Even though Luna is designed to be a very general-purpose tool, there are some areas in which we think it will shine. We cooperated with professionals from different industries and tried to address the needs of many areas. The primary fields in which Luna will be helpful include:
- Data Science: the vast amounts of data and intricate processing workflows are an ideal fit for Luna, as described above.
- Microservices integration: a trendy technology that has never quite gotten the tooling it deserved. Integrating numerous services is a cumbersome task when all you have are XML configs and a piece of cake when you see how all the components interact.
- Internet of Things (IoT): streams of data from different sensors, that would otherwise be hard to comprehend, become much more manageable when processed using a visual environment. In fact, our very first alpha testers were coming from the IoT industry.
- Bioinformatics: in bio-tech companies, you have biologists working with computer scientists on complicated pipelines. The ease of communication that Luna provides is bound to increase the productivity of teams.

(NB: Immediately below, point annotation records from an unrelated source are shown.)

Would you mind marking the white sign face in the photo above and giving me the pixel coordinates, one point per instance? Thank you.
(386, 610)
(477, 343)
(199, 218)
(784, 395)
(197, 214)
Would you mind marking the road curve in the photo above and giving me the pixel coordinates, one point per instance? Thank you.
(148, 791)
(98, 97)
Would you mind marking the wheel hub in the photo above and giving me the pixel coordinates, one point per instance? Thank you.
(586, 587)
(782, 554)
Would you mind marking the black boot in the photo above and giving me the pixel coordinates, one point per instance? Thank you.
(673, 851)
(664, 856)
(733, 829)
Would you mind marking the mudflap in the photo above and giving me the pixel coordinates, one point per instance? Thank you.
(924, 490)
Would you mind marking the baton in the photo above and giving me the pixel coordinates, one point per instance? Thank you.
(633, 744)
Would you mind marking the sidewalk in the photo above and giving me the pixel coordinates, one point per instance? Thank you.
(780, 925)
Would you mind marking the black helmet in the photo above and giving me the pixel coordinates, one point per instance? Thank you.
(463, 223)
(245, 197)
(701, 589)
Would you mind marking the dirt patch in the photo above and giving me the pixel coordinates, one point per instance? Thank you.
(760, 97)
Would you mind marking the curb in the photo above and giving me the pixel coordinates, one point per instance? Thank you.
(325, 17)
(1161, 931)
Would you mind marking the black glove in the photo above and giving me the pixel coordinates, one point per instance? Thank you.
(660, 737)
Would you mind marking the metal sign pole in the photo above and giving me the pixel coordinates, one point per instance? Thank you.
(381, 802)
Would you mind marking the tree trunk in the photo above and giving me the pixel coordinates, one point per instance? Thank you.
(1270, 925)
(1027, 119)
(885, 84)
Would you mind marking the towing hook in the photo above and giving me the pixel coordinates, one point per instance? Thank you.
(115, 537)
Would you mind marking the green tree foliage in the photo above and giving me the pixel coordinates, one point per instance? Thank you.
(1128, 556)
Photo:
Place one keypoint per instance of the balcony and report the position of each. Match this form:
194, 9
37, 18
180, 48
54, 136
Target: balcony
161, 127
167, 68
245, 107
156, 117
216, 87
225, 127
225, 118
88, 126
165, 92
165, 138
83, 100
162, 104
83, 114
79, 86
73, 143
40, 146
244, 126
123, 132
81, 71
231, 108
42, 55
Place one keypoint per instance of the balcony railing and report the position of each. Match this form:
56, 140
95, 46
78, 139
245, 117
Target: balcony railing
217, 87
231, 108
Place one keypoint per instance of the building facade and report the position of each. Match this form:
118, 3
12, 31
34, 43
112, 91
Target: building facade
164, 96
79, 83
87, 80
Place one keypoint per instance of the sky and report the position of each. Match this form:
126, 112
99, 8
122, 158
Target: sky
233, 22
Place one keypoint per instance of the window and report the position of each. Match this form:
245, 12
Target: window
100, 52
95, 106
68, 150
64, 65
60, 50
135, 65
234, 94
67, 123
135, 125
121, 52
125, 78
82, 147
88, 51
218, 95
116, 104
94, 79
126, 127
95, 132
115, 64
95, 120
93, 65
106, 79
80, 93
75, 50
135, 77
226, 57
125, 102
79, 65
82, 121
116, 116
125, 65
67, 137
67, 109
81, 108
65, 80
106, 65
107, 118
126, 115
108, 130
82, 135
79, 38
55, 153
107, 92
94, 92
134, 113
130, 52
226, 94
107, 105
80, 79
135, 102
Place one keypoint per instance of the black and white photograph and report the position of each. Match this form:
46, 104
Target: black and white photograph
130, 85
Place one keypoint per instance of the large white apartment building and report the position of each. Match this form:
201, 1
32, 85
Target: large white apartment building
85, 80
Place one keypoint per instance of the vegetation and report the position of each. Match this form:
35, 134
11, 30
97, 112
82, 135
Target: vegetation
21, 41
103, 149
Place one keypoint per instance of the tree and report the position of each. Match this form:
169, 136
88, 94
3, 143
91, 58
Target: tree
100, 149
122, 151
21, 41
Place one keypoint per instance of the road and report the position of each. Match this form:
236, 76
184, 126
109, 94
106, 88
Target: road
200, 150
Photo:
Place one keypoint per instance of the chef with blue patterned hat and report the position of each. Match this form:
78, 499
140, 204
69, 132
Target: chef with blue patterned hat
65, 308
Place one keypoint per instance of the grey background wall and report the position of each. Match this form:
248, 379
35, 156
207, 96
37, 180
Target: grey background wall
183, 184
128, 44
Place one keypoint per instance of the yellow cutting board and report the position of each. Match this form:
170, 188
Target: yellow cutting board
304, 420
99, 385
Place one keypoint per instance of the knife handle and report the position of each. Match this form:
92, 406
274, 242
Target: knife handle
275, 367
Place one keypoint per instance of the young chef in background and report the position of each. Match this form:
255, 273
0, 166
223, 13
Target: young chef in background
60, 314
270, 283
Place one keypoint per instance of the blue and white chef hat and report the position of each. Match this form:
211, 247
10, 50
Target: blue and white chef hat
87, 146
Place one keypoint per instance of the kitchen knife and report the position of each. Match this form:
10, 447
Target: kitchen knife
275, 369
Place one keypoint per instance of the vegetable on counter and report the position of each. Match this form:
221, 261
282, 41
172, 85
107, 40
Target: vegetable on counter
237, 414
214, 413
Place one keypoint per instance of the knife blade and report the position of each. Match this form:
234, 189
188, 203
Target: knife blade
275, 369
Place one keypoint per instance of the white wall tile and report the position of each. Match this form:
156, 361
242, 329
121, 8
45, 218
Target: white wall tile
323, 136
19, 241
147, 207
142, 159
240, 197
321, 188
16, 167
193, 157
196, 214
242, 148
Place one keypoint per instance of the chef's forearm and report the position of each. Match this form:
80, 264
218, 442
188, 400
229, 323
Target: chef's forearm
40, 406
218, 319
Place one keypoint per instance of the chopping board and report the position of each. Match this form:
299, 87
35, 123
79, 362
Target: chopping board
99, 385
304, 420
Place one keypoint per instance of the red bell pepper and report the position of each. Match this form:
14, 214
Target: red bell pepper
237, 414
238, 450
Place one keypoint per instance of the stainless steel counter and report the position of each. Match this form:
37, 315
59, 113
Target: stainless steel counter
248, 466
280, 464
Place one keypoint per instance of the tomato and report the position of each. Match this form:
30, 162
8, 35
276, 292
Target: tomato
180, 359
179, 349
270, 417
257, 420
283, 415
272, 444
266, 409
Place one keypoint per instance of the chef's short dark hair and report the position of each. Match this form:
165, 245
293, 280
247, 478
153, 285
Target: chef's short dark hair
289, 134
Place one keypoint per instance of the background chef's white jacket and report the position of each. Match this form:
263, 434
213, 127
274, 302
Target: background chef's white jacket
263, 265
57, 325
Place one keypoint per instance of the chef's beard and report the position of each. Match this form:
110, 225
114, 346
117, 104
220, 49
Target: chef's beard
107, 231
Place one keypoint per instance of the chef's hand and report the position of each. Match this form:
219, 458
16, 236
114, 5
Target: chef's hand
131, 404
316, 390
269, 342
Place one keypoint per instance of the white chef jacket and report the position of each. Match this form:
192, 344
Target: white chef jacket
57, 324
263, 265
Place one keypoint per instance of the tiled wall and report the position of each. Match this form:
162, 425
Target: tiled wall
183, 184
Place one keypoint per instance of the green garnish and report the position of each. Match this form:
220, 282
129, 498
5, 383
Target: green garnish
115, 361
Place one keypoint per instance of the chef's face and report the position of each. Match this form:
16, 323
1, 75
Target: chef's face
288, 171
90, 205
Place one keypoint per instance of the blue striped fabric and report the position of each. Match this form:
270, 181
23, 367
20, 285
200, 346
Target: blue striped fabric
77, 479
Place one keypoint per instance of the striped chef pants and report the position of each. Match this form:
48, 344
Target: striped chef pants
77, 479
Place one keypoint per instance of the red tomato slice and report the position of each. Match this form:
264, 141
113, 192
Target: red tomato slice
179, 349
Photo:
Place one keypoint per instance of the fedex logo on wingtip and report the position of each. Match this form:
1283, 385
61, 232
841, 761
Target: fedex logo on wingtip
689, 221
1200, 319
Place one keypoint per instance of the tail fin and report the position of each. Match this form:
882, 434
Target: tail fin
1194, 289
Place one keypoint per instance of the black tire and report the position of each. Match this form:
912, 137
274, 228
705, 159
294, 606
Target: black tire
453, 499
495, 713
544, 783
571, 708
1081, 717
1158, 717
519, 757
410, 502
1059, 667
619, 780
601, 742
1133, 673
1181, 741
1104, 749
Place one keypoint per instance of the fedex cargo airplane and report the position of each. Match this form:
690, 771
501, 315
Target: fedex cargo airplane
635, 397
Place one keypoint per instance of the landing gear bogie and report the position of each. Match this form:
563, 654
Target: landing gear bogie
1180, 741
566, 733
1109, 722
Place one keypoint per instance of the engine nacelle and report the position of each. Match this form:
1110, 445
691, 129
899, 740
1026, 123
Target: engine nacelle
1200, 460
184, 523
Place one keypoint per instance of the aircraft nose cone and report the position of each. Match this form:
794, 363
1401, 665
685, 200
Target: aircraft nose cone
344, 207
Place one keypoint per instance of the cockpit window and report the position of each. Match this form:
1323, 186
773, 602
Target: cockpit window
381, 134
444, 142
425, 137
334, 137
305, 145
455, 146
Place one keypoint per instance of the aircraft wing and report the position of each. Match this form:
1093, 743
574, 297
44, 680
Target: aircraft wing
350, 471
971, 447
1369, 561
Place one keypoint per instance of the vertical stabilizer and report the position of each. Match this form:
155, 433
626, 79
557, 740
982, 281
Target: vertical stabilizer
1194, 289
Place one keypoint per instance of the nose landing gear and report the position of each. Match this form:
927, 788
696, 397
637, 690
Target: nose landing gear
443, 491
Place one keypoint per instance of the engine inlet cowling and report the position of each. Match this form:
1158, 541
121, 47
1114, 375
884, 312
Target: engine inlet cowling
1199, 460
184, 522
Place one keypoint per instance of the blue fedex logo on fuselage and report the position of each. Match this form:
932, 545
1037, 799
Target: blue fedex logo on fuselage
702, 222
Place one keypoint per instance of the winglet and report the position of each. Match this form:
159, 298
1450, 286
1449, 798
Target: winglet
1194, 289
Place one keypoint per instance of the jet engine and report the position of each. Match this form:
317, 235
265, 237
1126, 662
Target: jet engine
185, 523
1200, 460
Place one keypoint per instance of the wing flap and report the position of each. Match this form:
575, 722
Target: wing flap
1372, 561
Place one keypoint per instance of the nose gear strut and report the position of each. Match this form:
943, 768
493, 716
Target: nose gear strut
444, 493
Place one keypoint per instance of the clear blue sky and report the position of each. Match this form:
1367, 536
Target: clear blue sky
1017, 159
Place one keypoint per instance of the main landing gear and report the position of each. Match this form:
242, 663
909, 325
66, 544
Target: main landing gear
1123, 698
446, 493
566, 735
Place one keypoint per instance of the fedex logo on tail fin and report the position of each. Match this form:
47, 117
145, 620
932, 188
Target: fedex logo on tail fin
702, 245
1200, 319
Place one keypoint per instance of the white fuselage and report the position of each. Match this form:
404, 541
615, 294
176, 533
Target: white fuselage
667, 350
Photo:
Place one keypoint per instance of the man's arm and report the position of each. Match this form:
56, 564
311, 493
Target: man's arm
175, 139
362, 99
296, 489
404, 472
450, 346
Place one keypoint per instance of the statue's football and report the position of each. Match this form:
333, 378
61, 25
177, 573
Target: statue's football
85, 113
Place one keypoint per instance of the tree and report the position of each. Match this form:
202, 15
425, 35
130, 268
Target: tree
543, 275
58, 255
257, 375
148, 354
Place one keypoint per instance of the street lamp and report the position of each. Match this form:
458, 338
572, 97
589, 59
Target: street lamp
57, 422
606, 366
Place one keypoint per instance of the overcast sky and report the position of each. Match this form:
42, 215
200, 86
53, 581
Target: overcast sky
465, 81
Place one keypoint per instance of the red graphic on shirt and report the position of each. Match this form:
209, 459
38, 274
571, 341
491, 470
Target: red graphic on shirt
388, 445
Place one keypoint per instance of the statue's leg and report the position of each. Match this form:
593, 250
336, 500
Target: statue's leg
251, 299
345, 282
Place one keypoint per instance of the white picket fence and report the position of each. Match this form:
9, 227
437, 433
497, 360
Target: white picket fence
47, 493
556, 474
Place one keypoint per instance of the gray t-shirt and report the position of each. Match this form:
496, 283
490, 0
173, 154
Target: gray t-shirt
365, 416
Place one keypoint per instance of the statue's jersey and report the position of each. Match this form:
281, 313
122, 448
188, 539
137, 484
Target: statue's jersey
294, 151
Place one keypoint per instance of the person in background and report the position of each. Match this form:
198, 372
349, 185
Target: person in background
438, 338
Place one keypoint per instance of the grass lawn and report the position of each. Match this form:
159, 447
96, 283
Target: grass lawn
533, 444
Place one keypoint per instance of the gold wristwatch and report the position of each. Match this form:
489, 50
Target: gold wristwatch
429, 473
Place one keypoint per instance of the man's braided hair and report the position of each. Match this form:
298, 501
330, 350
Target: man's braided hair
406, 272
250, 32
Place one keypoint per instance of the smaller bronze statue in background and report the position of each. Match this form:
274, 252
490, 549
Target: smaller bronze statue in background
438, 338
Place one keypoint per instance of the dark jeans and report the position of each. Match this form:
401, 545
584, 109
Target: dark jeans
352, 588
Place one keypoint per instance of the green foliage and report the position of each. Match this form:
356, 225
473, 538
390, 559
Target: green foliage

- Entertainment: Luna was inspired by the VFX industry and processing graphics, video and sound are still among the target use-cases. Node-based programming is the de facto standard in video compositing. It can be used equally well for processing graphics and sound, though.
What are the next steps for Luna?
Luna has just become Open Source, so we encourage everyone to contribute! Creating Luna is a huge task that cannot be completed without a great community of contributors. The core Luna team is so small, that it is virtually impossible for it to take on all of the tasks. Ever since Luna is open, the issues are constantly created and terrific ideas are born. We try to resolve issues as they arise, but we will not be able to do so without community support. On the technical side, we use a really interesting stack with Haskell, GHCJS, and React.js, so you will not get bored easily. We encourage you to talk to us on our chat, visit our discussion forum and check out the code on our github. Remember, we need you!
The core Luna team, which is a small group of people passionate about our mission, will continue to work on Luna’s performance, libraries and provide constant support. Expect Luna to get faster and even more beautiful!
We hope you’ll have a great time using Luna!